R Confusion Matrix sensitivity and specificity labeling

10.5k views Asked by At

I am using R v3.3.2 and Caret 6.0.71 (i.e. latest versions) to construct a logistic regression classifier. I am using the confusionMatrix function to create stats for judging its performance.

logRegConfMat <- confusionMatrix(logRegPrediction, valData[,"Seen"])
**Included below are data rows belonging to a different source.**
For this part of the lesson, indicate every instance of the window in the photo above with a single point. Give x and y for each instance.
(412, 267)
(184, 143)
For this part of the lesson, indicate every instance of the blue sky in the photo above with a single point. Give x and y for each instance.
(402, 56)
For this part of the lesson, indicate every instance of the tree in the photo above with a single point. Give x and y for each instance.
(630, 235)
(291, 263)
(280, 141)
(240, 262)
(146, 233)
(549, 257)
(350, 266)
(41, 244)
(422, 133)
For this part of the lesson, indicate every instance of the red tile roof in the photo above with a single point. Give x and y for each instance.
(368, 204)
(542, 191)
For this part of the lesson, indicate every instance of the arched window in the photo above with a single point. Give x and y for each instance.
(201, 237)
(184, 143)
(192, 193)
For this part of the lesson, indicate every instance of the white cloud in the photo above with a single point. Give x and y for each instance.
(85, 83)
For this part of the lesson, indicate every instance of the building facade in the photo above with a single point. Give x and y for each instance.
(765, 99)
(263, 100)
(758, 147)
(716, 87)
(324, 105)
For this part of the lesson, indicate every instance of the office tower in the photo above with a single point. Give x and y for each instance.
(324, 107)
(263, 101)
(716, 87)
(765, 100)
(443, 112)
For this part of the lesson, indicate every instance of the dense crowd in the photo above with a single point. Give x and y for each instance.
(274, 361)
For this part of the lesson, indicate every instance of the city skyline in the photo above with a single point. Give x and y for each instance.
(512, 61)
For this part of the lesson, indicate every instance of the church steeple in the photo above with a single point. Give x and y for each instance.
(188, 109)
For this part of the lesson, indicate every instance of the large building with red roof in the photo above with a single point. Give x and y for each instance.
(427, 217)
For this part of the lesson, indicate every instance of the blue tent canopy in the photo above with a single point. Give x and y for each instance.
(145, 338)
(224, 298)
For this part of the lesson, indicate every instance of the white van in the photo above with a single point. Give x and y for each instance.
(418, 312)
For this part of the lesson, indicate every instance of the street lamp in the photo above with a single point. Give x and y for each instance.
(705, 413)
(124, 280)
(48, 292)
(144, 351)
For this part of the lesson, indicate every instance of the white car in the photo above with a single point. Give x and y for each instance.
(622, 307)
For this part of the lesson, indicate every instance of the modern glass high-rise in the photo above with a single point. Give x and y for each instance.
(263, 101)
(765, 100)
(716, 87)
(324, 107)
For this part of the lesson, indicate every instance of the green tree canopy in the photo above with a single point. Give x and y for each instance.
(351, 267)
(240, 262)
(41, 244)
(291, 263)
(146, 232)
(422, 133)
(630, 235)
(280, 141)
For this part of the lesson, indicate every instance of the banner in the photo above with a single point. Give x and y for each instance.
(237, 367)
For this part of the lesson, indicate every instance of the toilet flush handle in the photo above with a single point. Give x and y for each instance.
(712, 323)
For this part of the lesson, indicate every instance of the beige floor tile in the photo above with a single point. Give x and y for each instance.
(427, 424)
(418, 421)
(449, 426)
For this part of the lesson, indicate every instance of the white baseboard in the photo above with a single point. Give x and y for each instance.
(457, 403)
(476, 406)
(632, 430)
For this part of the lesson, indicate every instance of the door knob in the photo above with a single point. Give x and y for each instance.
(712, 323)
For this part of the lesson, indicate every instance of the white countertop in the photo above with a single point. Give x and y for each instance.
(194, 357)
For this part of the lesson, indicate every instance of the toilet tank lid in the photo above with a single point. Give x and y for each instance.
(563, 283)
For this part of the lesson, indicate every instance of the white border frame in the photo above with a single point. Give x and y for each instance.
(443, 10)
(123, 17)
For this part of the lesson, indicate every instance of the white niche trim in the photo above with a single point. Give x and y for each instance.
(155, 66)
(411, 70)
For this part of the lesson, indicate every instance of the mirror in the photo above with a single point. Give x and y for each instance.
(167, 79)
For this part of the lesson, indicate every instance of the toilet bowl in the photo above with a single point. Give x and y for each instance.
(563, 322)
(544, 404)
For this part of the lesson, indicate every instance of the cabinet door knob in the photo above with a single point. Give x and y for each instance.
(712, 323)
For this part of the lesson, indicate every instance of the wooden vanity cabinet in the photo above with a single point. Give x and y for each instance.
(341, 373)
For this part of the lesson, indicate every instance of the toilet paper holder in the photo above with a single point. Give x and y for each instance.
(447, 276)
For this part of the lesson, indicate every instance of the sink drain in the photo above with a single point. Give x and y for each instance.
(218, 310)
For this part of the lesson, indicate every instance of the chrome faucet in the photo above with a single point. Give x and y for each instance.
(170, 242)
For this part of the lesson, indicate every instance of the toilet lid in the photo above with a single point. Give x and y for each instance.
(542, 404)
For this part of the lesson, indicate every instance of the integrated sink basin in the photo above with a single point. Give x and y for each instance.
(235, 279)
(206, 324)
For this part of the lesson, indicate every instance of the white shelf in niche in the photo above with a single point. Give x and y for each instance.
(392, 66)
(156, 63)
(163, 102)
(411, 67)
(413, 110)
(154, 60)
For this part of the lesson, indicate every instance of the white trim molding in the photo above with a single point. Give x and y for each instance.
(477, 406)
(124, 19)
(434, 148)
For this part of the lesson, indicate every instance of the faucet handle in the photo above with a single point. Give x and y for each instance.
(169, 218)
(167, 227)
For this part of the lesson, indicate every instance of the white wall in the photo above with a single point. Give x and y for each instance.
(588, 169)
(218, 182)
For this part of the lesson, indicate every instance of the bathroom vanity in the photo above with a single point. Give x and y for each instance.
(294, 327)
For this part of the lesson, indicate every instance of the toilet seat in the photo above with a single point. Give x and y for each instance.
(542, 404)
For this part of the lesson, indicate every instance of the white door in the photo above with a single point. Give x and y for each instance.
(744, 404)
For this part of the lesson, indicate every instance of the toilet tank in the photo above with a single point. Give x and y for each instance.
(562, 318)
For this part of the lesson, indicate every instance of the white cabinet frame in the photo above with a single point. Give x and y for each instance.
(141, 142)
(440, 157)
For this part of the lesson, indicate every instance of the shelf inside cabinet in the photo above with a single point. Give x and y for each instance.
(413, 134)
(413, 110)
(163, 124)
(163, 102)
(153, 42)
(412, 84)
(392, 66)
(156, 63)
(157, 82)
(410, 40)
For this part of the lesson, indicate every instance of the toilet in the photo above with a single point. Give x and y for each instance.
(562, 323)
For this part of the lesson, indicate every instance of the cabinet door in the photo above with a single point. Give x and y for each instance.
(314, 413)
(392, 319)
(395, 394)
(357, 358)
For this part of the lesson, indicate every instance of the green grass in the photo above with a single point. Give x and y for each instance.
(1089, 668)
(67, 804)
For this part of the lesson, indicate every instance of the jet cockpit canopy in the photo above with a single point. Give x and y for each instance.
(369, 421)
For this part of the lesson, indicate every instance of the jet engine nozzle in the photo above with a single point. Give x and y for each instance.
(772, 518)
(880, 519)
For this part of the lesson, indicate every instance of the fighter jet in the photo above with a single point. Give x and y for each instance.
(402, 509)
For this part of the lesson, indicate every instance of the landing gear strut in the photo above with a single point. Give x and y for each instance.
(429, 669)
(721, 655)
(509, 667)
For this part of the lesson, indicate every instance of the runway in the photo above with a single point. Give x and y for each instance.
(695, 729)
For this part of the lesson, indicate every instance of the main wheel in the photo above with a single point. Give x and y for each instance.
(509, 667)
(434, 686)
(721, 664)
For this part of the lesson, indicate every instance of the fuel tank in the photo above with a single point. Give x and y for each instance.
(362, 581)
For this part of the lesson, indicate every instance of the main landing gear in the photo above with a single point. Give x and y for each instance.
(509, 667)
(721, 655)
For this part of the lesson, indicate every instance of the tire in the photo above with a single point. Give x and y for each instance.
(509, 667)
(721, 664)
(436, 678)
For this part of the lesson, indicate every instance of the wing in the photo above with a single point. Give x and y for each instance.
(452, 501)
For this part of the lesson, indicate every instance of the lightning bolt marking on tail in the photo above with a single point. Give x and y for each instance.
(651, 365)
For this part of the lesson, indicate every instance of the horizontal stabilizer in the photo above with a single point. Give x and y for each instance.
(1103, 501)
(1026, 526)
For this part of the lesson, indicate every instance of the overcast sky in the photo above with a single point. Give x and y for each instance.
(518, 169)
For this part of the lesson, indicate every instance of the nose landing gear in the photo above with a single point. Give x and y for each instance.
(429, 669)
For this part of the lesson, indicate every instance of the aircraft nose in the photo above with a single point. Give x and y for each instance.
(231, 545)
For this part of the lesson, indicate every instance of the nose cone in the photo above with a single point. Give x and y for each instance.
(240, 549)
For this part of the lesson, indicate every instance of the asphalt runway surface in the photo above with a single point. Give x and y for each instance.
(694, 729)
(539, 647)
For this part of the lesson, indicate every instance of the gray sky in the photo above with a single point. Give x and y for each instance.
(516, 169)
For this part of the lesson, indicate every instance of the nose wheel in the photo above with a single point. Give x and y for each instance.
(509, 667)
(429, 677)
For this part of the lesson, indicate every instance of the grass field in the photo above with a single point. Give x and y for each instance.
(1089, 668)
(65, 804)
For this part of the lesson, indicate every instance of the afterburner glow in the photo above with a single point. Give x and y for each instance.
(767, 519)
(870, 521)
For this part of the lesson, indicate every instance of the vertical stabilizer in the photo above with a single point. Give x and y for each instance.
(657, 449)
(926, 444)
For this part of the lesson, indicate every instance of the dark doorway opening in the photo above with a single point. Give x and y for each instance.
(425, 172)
  • Reference 0, Prediction 0 = 30
  • Reference 1, Prediction 0 = 14
  • Reference 0, Prediction 1 = 60
  • Reference 1, Prediction 1 = 164

Accuracy : 0.7239
Sensitivity : 0.3333
Specificity : 0.9213

The target value in my data (Seen) uses 1 for true and 0 for false. I assume the Reference (Ground truth) columns and Predication (Classifier) rows in the confusion matrix follow the same convention. Therefore my results show:

  • True Negatives (TN) 30
  • True Positives (TP) 164
  • False Negatives (FN) 14
  • False Positives (FP) 60

Question: Why is sensitivity given as 0.3333 and specificity given as 0.9213? I would have thought it was the other way round - see below.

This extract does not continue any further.